When NVIDIA announced its Blackwell platform on March 18, 2024, it disclosed that each Blackwell-architecture GPU is built with 208 billion transistors, manufactured on a custom TSMC 4NP process. That is more than two and a half times the 80 billion transistors in the previous Hopper generation, and large enough that a Blackwell GPU is physically two dies joined to act as a single chip.

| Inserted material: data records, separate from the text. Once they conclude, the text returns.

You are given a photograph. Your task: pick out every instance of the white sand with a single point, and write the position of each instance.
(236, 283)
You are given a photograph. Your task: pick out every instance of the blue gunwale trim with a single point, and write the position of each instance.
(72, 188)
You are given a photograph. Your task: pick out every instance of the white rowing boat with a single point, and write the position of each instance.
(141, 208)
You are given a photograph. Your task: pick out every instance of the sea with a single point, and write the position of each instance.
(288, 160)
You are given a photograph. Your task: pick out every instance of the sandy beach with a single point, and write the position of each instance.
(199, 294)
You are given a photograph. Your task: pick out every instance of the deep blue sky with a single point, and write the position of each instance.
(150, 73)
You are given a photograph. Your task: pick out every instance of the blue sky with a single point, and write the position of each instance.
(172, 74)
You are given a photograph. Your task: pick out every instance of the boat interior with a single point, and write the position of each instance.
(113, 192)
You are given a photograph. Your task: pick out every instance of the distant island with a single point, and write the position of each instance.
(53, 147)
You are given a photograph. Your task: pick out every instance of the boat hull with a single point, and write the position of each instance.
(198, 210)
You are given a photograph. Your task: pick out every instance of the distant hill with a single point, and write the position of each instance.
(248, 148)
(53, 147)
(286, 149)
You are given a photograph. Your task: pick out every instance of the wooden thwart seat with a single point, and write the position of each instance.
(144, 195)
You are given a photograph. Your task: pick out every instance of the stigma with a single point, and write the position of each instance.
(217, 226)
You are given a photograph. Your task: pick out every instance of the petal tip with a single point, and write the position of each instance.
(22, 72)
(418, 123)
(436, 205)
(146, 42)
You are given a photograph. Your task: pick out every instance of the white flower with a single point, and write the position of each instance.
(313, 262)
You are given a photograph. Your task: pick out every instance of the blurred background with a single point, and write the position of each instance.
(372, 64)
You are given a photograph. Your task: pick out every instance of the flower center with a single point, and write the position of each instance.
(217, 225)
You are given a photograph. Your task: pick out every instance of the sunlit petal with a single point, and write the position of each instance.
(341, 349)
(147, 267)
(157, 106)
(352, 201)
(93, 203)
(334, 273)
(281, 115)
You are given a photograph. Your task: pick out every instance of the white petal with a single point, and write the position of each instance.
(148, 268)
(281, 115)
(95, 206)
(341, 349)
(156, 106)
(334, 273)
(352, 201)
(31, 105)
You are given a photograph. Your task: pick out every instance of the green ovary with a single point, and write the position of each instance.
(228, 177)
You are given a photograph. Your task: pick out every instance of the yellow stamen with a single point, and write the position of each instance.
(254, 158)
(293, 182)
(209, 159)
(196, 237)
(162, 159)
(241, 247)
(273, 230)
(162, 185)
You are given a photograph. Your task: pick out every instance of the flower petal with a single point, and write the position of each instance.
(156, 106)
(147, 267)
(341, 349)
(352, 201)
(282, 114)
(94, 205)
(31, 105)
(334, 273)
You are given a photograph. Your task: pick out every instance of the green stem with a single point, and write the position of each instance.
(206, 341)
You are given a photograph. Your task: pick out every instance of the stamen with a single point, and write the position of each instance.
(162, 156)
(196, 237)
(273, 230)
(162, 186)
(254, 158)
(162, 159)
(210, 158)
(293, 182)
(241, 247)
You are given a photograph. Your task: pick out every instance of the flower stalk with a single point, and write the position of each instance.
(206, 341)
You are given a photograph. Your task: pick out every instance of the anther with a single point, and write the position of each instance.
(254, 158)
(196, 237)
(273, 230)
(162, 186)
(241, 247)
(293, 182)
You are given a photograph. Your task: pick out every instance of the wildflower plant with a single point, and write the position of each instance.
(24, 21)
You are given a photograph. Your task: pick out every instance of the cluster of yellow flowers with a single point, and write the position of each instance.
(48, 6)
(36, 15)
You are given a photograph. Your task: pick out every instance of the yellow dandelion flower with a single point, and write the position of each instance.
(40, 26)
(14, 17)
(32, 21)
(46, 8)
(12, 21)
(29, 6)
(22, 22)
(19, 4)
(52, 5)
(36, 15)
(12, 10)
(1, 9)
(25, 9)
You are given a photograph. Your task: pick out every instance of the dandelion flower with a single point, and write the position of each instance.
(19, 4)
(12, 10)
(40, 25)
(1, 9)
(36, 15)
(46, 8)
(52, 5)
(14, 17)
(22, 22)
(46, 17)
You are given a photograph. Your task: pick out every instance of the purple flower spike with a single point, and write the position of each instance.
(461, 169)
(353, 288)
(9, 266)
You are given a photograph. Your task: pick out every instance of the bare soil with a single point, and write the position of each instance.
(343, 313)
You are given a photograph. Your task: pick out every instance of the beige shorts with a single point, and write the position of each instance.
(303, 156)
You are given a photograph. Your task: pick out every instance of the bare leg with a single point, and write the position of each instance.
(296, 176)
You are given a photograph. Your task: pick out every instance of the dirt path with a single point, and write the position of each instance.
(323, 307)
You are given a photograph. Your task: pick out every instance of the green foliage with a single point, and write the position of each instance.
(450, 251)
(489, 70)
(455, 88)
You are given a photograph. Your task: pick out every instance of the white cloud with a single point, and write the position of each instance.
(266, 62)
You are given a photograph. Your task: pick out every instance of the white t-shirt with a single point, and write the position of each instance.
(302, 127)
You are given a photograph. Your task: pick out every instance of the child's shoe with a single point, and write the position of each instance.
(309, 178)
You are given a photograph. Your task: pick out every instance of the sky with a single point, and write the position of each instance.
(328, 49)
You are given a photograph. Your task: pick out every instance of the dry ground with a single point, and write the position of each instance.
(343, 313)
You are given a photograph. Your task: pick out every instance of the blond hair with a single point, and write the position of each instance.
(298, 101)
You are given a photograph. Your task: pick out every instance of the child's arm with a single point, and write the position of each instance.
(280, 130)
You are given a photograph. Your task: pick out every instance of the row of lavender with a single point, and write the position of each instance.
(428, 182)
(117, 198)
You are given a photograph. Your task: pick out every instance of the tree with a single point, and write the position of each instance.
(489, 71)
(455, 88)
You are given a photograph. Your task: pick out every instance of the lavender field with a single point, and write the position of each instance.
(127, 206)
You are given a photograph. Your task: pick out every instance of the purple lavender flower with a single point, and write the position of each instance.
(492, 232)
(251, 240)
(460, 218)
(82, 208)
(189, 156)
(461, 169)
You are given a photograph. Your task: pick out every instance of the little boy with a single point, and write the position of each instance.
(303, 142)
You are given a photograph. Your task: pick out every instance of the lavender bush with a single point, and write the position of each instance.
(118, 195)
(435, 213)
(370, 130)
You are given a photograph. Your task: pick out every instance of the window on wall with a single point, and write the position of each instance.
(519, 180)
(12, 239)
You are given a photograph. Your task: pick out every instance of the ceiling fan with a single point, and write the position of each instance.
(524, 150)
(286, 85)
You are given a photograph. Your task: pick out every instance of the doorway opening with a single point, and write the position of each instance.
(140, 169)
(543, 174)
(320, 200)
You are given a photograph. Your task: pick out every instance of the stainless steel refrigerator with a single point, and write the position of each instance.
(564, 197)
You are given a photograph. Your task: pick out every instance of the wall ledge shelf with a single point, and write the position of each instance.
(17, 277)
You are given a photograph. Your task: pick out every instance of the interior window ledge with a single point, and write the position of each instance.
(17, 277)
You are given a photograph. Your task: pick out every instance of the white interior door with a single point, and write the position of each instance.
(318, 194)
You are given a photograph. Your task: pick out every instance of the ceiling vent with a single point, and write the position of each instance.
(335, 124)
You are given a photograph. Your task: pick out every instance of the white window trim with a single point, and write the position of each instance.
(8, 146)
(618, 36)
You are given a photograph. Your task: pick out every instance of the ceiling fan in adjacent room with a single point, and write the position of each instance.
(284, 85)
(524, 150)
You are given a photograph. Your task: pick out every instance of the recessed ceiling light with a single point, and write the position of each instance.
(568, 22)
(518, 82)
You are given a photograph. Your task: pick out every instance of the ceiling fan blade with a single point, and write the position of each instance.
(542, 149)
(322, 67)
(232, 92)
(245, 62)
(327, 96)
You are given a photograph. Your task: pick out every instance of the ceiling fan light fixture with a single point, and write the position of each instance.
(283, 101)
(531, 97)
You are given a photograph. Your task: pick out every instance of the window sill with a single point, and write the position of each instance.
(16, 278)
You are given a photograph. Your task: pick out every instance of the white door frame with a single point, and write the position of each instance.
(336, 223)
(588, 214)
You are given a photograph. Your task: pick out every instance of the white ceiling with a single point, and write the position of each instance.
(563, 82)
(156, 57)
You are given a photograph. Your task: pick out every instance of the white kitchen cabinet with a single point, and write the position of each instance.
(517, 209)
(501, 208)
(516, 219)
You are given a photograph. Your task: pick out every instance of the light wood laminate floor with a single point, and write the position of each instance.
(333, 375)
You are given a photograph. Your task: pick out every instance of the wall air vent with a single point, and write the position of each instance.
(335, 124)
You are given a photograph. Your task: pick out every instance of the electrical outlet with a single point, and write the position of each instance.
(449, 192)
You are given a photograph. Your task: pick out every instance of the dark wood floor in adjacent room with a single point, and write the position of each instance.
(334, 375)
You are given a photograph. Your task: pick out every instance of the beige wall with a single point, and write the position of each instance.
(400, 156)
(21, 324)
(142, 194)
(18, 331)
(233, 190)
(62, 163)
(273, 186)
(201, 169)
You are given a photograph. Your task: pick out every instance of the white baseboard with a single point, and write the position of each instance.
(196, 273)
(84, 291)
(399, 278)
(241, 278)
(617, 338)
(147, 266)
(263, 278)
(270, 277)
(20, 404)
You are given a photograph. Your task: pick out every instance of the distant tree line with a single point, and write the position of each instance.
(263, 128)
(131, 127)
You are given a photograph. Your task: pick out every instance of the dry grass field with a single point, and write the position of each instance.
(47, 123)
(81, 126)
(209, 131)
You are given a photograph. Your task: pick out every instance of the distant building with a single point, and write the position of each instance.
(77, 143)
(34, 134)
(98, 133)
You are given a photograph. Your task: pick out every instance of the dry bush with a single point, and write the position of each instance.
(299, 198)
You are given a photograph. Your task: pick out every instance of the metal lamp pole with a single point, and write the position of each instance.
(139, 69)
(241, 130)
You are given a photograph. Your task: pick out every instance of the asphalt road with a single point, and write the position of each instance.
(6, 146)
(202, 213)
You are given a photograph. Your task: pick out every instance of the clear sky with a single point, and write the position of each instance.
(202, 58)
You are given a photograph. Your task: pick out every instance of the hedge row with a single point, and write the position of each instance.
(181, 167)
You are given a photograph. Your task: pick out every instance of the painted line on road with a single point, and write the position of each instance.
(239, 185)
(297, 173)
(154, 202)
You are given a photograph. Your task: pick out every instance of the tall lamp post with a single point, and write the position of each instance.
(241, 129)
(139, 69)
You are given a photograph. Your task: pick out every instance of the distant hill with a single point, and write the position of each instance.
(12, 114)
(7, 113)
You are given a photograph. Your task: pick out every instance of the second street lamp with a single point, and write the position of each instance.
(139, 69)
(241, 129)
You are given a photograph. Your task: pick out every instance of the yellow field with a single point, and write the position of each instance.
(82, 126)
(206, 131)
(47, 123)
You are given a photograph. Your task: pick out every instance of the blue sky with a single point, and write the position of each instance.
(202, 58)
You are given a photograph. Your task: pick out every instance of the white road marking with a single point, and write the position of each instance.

The B200 introduced a second-generation Transformer Engine and support for FP4, a 4-bit floating-point format that doubles inference throughput and the model size a chip can handle compared with the 8-bit FP8 of Hopper. Its fifth-generation NVLink delivers 1.8 terabytes per second of bidirectional bandwidth per GPU. NVIDIA paired two B200 GPUs with a Grace CPU to form the GB200 Superchip, and a rack-scale GB200 NVL72 system, NVIDIA said, could deliver up to a 30 times performance increase over H100 for trillion-parameter inference while cutting cost and energy use by up to 25 times.

The transistor count is a useful marker of how fast AI silicon is growing. For a general reader, it shows that even as traditional chip scaling slows, the chips driving AI keep getting dramatically larger and more capable from one generation to the next, by combining new process technology, lower-precision math, and faster interconnects.